First, there are the photos and videos of Duffy's injuries taken in the days after the alleged assault. Standing shirtless before his bathroom mirror, Duffy zoomed in on the coaster-sized bruise on his right shoulder and the bigger bruise on his left foot. He also filmed the puffy red marks on the side of his head and the welts on his wrists.
Duffy also has an emergency-room report from Boulder Community Hospital, where he went after being released from jail on December 3. It notes his bruises, a sprained neck and a concussion, for which he was prescribed Motrin and Valium.
Then there's Duffy's recent diagnosis for rheumatoid arthritis. His illness has kept him out of work for more than a year while he tries different medications to subdue the pain in his joints, and he recently started taking classes to become a physician's assistant.
Knudson and Duffy have since moved on to San Diego for Knudson's job, but Duffy is due in court on February 17 to face charges of disturbing the peace, resisting arrest and disorderly conduct.
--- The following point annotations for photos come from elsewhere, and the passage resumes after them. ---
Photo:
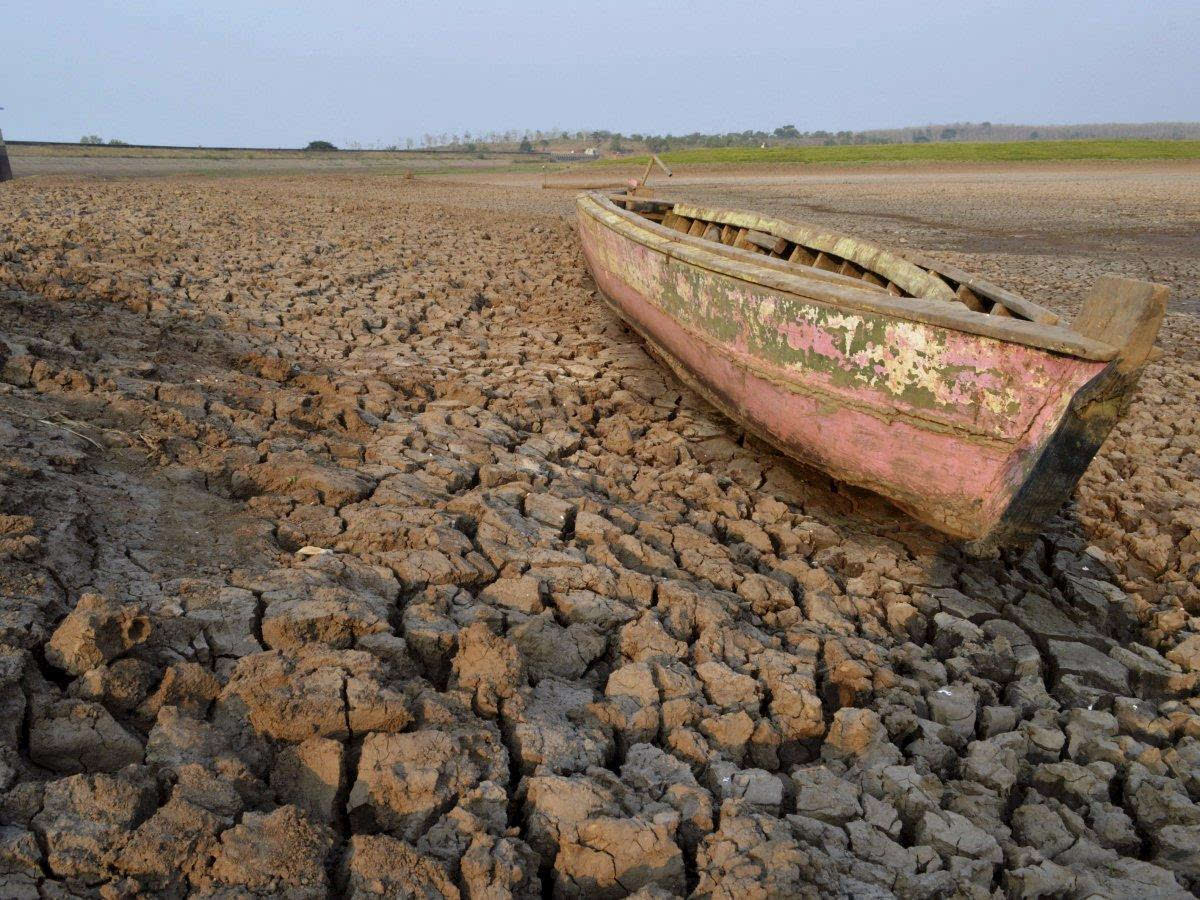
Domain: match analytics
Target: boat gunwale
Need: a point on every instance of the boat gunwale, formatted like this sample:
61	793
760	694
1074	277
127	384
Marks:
705	255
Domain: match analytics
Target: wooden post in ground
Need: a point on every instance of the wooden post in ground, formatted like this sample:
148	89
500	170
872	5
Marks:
5	168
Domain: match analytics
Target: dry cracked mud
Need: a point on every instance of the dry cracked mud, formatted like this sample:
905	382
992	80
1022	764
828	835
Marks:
351	547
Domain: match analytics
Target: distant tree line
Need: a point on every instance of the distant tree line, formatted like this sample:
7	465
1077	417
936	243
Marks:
96	139
615	142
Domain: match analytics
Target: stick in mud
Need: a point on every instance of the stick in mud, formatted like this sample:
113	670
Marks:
5	168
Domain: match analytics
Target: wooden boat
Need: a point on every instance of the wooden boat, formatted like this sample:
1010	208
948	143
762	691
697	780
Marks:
967	406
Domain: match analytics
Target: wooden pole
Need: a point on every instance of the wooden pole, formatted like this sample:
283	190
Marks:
5	168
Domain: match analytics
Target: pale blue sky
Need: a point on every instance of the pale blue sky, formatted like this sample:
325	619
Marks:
227	72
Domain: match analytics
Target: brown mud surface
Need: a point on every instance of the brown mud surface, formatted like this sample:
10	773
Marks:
351	547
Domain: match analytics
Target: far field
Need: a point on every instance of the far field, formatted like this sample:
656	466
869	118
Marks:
78	160
943	151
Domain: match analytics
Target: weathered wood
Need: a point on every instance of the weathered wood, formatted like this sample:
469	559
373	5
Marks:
911	277
840	291
978	425
767	241
802	255
1126	313
826	262
985	289
970	299
5	167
Of the three charges, he says he's only guilty of the first.
"They got me there," Duffy admits.
Sometimes, he says, he gets so excited about hitting fantasy baseballs out of the park that he needs a gentle reminder from Knudson to tone it down a bit: "She's like, 'Hey, cowboy, take it easy.'" But he doesn't plan to let his battle with the law spoil his taste for MVP Baseball. "Oh, no," he says. "I played it last night."